I was rendering routinely with no problems. Then, just the other day, everything I render in Media Encoder, After Effects, and Premiere renders for a while before going to a red screen. 

I rendered out a .mov with no compression, and then I take that .mov and put it into Media Encoder to give me a compressed H264 or .wmv. I've done it hundreds of times. But this time I'm getting this problem.

In Media Encoder it gets somewhere halfway through, then the screen turns red and the time remaining starts counting up. I've also gone back to the original After Effects file to render it out again, and although I rendered it out successfully several times before, this time it turns to a red screen halfway through the render.

Also, I have my working files on an external hard drive and am rendering to my desktop on my C drive. 

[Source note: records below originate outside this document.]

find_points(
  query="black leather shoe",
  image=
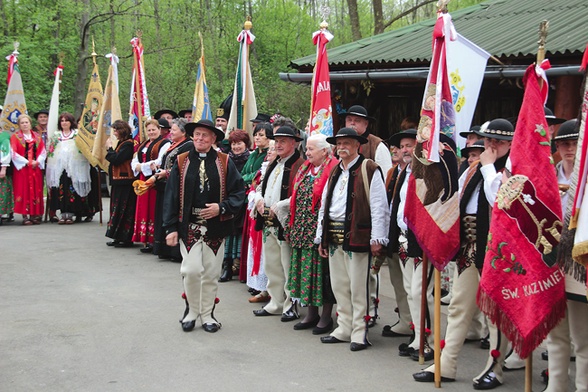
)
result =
(426, 376)
(262, 312)
(387, 331)
(357, 346)
(308, 325)
(429, 355)
(290, 315)
(323, 330)
(188, 325)
(404, 350)
(147, 249)
(489, 381)
(484, 343)
(127, 244)
(210, 327)
(330, 339)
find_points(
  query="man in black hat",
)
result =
(572, 329)
(478, 187)
(375, 149)
(186, 113)
(165, 127)
(353, 224)
(203, 193)
(42, 118)
(275, 188)
(403, 242)
(168, 114)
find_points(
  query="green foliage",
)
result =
(172, 48)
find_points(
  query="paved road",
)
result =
(76, 315)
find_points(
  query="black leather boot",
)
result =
(227, 273)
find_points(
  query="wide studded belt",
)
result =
(469, 227)
(336, 232)
(268, 219)
(196, 218)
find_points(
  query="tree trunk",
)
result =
(82, 73)
(378, 17)
(354, 19)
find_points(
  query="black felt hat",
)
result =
(499, 128)
(357, 110)
(285, 131)
(42, 111)
(163, 123)
(182, 113)
(472, 130)
(568, 131)
(478, 145)
(190, 127)
(261, 117)
(346, 133)
(550, 117)
(163, 111)
(396, 138)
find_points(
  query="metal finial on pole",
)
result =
(325, 11)
(543, 29)
(442, 6)
(248, 25)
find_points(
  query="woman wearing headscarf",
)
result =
(28, 158)
(122, 197)
(240, 142)
(309, 282)
(261, 134)
(68, 172)
(180, 142)
(145, 163)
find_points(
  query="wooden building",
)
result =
(386, 73)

I found these two threads, but they didn't really help much:

https://forums.adobe.com/thread/1173860

https://forums.adobe.com/thread/1173860


Does anyone know why this issue would suddenly start when I've never had this problem before? How can I fix it?

Thanks in advance to anyone who is able to help!

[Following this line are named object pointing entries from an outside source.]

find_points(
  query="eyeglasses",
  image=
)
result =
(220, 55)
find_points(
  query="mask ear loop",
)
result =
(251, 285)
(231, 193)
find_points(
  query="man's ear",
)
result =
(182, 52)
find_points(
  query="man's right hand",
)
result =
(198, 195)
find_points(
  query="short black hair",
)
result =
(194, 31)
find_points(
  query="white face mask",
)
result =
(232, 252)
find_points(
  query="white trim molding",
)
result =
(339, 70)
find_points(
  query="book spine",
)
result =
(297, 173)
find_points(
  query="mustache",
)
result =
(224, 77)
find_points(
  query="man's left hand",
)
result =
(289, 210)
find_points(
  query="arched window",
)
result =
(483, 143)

Here are my computer stats:

Windows 7 Home Premium (x64) Service Pack 1 (build 7601.24496)
Install Language: English (United States)
System Locale: English (United States)
Installed: 11/26/2015 2:55:04 PM
Boot Mode: Legacy BIOS in UEFI (Secure Boot not supported)
System Model
Gigabyte Technology Co., Ltd. H81M-H 
Enclosure Type: Desktop
Processor a
3.20 gigahertz Intel Core i5-4460
256 kilobyte primary memory cache
1024 kilobyte secondary memory cache
6144 kilobyte tertiary memory cache
64-bit ready
Multi-core (4 total)
Not hyper-threaded
Main Circuit Board b
Board: Gigabyte Technology Co., Ltd. H81M-H 
Bus Clock: 100 megahertz
UEFI: American Megatrends Inc. F2 08/10/2015
Memory Modules c,d
16352 Megabytes Usable Installed Memory

Slot 'ChannelA-DIMM0' has 8192 MB (serial number 870A1119)
Slot 'ChannelA-DIMM1' is Empty
Slot 'ChannelB-DIMM0' has 8192 MB (serial number 9D3C8884)
Slot 'ChannelB-DIMM1' is Empty


----------